Norbert Bolz schreibt mit bestechender Klarheit* über die Entstehung und die Folgen der Moralisierung der Politik. Mit erkennbarer Sympathie für konstruktivistische und vor allem systemtheoretische Positionen erklärt er das, was wir vor dem Hintergrund des Ukrainekrieges nur erahnten: welch furchtbare Wirklichkeit wir bekommen, wenn wir in realitätsfremden, idealisierenden Träumereien von einer guten Welt verharren, statt die Tatsache anzuerkennen, dass es rational sein kann, politische Interessen auch gewaltsam durchzusetzen – und darauf dann angemessen, klug und effizient zu reagieren.
Er führt Machiavelli an und erläutert umfassend die Gegensätzlichkeit dessen politischer virtú des Fürsten einerseits und der Tugend des außerpolitischen Menschen andererseits. Die Fähigkeit, situativ richtig zu handeln ist die Kunst des Politischen und diese Kunst ist amoralisch (nicht unmoralisch). Das Richtige ist bei Machiavelli nicht das Gute, sondern das, was für die Selbsterhaltung des Fürsten notwendig ist.
Über Hobbes schreibt er, dass dieser, geprägt durch die Schrecknisse der Religionskriege, in der Unterwerfung unter die nicht hinterfragbare Autorität des Staates (bei Machiavelli wars noch eine Person, der Fürst) die einzige Möglichkeit sieht, den Krieg aller gegen aller zu verhindern: Durch Einschränkung der Freiheit des Einzelnen um Austausch mit der Gewährung von Schutz. So wird das Eintreten für Wahrheit, das nach Hobbes immer zum Krieg führt, durch eine oberste Entscheidungsinstanz ersetzt. Der Wert der Entscheidungen dieser Instanz besteht in der Entscheidung selbst und in nichts anderem. Nicht in Gerechtigkeit, Wahrheit, Moral. Insofern liegt Hobbes ganz auf einer Linie mit Hegel, den Bolz anschließend behandelt.
Der Kompass eines tugendhaften Menschen zeigt mitunter in eine andere als für die Zwecke des Machterhalts -und damit die Zwecke des Politischen schlechthin- richtige Richtung.

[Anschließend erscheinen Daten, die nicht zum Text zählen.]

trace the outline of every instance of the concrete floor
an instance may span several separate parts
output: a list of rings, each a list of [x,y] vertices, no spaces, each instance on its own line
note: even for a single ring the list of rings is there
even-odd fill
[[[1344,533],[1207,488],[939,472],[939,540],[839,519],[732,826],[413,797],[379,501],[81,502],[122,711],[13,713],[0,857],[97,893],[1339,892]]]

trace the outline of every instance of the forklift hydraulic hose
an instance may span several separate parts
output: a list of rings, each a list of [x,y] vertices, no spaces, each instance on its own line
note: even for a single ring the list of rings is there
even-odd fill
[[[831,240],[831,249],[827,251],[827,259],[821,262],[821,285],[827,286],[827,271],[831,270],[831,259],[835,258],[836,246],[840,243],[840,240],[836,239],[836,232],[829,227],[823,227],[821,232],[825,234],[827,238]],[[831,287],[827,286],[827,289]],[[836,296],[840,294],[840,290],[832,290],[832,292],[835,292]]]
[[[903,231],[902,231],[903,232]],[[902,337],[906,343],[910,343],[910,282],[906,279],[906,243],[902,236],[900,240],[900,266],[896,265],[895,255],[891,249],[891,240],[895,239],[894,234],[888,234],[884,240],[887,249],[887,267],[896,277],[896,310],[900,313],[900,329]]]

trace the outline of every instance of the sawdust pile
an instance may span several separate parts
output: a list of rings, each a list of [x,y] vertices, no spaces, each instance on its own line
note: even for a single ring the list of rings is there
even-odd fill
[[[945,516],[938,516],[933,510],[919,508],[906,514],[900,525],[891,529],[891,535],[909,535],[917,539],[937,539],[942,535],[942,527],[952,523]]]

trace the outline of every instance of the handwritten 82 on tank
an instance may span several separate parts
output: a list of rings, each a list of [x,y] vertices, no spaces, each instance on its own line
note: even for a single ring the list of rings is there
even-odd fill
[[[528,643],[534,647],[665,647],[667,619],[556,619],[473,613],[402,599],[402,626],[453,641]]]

Deshalb ist die Frage nach der gesellschaftlichen Sphäre (Comte Sponville), nach dem funktionalen System (Luhmann) in der/dem wir uns befinden, so wichtig: Wer glaubt, in der Sphäre des Politischen die Leitunterscheidung des Moralischen (Gut/Böse) anstelle der Leitdifferenz des Politischen (Macht/Ohnmacht) anwenden zu können, begeht einen Kategorienfehler. Einen Fehler mit unter Umständen gravierenden negativen Folgen.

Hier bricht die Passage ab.